Although the political dynamics of each of the nine states that turned from red to blue in 2008 need to be examined closely in their own right, it is likely that a minimum of three or four will move decisively into the Democratic column. A number of others that swung Democratic in 2008 have moved from being solidly red states to battleground states.
The solid Republican South and Southwest may be a thing of the past. In the wake of Obama’s hard-won victories, the Democrats have no excuse for essentially conceding these regions, as they have done for decades.
This will qualitatively shift the Electoral College math. Since 1968 the Electoral College has clearly favored the Republicans and the Democrats had to pull off an upset to win. Indeed, Bill Clinton won only because of the third party candidacy of Ross Perot. In the future, it may be that the Electoral College math will favor the Democrats, and that the Republicans can only win by staging an upset.
Just as important, for the first time in U.S. history the two political parties clearly represent the two broad wings of U.S. politics. At the national level, the southern reactionaries no longer hold the Democratic Party hostage.
This augurs well for the possibility that an Obama presidency may be able to gather the political strength to undertake a major restructuring of the economy in favor of working people and peoples of color in general, and to reorganize our foreign policy in a positive direction.

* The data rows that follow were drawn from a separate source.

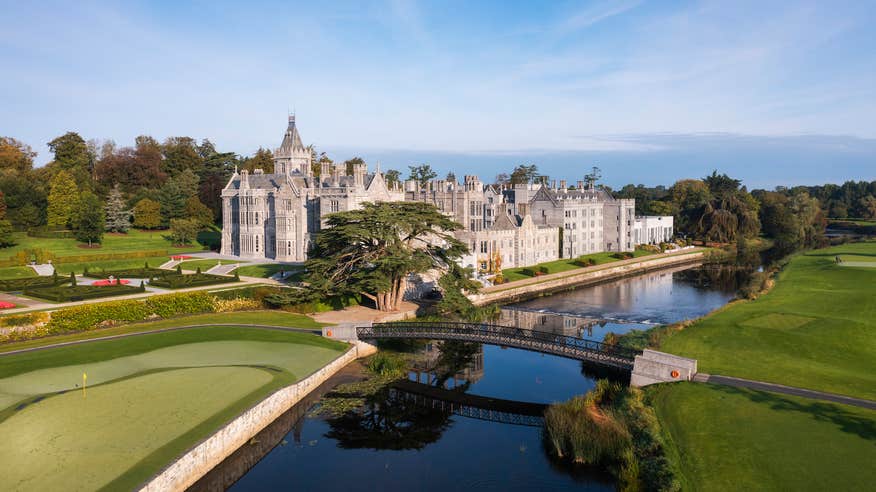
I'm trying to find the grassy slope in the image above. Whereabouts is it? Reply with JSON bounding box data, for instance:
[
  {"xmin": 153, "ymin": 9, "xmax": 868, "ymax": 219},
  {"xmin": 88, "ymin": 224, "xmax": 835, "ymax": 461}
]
[
  {"xmin": 0, "ymin": 311, "xmax": 326, "ymax": 353},
  {"xmin": 661, "ymin": 242, "xmax": 876, "ymax": 399},
  {"xmin": 0, "ymin": 327, "xmax": 345, "ymax": 489},
  {"xmin": 0, "ymin": 229, "xmax": 201, "ymax": 258},
  {"xmin": 649, "ymin": 383, "xmax": 876, "ymax": 491},
  {"xmin": 502, "ymin": 250, "xmax": 654, "ymax": 282},
  {"xmin": 232, "ymin": 263, "xmax": 301, "ymax": 278}
]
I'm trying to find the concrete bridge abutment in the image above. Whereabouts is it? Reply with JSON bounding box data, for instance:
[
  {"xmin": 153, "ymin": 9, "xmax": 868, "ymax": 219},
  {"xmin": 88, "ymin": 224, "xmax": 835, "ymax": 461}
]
[{"xmin": 630, "ymin": 349, "xmax": 697, "ymax": 387}]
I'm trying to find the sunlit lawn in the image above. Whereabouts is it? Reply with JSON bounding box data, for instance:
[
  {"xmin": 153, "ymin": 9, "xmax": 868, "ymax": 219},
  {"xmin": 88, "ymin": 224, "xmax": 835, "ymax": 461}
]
[{"xmin": 661, "ymin": 242, "xmax": 876, "ymax": 399}]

However, there is still a major political element missing from the political equation: a powerful independent peoples’ movement. In the 1930s the union movement, and especially the newly formed, radical CIO, was key to the New Deal. In the 1960s the civil rights movement was the driving force of the War on Poverty.
Herein lies the principal task of progressives in the coming period: to forge powerful independent, mass movements and organizations that can help shape the Obama coalition in a positive way. Our relative success or failure at this task may determine the future of the U.S. and the world every bit as much as President Obama himself.
BOB WING is a writer and organizer in South Los Angeles, and former editor of ColorLines magazine and War Times newspaper.
1. Unless otherwise noted all voting figures are drawn from the National Exit Polls for 2000, 2004 and 2008, as reported by CNN.
2. I calculate the “swing” or “change” in the vote in the traditional but rather confusing manner as the change in the vote differential. For example, in 2004 blacks voted Democratic by 88 to 11, a 77 point differential. In 2008, they voted Democratic by 95 to 4, a 91 point differential. The vote differential thus changed from 77 points to 91 points, so I report a 14-point “swing” or “change.”
3. No national exit poll numbers are available about Arab or Native American voters for any year.
4. Only Nebraska and Maine allocate their electoral votes more or less proportionate to the vote rather than on a statewide winner-take-all basis.